Gung Ho wird in seiner inszenatorischen Wucht mit warmen und freundlichen Farben unterstützt. Wir erleben die Geschichte in einem Europa der nahen Zukunft. Auch wenn die zivilisatorischen Errungenschaften noch präsent sind, spielt ein Großteil der Handlung in der freien Natur.

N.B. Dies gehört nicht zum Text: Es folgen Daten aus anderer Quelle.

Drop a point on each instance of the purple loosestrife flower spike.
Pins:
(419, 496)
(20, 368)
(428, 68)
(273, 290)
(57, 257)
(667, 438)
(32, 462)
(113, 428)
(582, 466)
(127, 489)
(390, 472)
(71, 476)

Es gibt weiterhin Gebäude und auch Elektrizität, sowohl in den großen Städten als auch in den Siedlungen, wovon eine im ersten Band die Hauptkulisse darstellt.

 

Die jugendlichen Akteure in der Übersicht. © Cross Cult

 

Die beiden jugendlichen Brüder Archibald (Archer) und Zacharias (Zack) kommen mit einem Versorgungszug aus der Stadt in die Siedlung 16, auch genannt „Fort Apache“. In der Stadt lebten sie bereits in einem Waisenhaus, da sich jedoch insbesondere Archibald nur schwer an Regeln halten kann, obwohl er der ältere der beiden Brüder ist, stellt Siedlung 16 nun ihre letzte Chance dar, sich irgendwie einer Gruppe von Menschen einzufügen. Die Welt wurde von mutierten Raubtieren erobert, die überlebenden Menschen haben sich in versprengten, von der Außenwelt möglichst abgetrennten Festungen zusammengefunden. In Siedlung 16 leben knapp 400 Menschen innerhalb von hohen Mauern und Palisaden, draußen davor machen die sogenannten Reißer (affenähnliche Lebewesen) Jagd auf alles was sich bewegt. Innerhalb der Siedlung haben eine wenige erwachsene Leute das Sagen übernommen, ansonsten finden sich dort auch Jugendliche sowie Kinder, quasi eine Kommune. Ava Kingsten ist eine der Anführerinnen in Siedlung 16, ein weiterer ist Mr. Bagster, der sich gemeinsam mit einigen Handlangern um die Inventarbestände kümmert. Ziemlich früh im Buch wird klar, dass es innerhalb der Siedlung unterschiedliche Gruppierungen gibt, die nicht immer zum Wohle aller zusammenarbeiten.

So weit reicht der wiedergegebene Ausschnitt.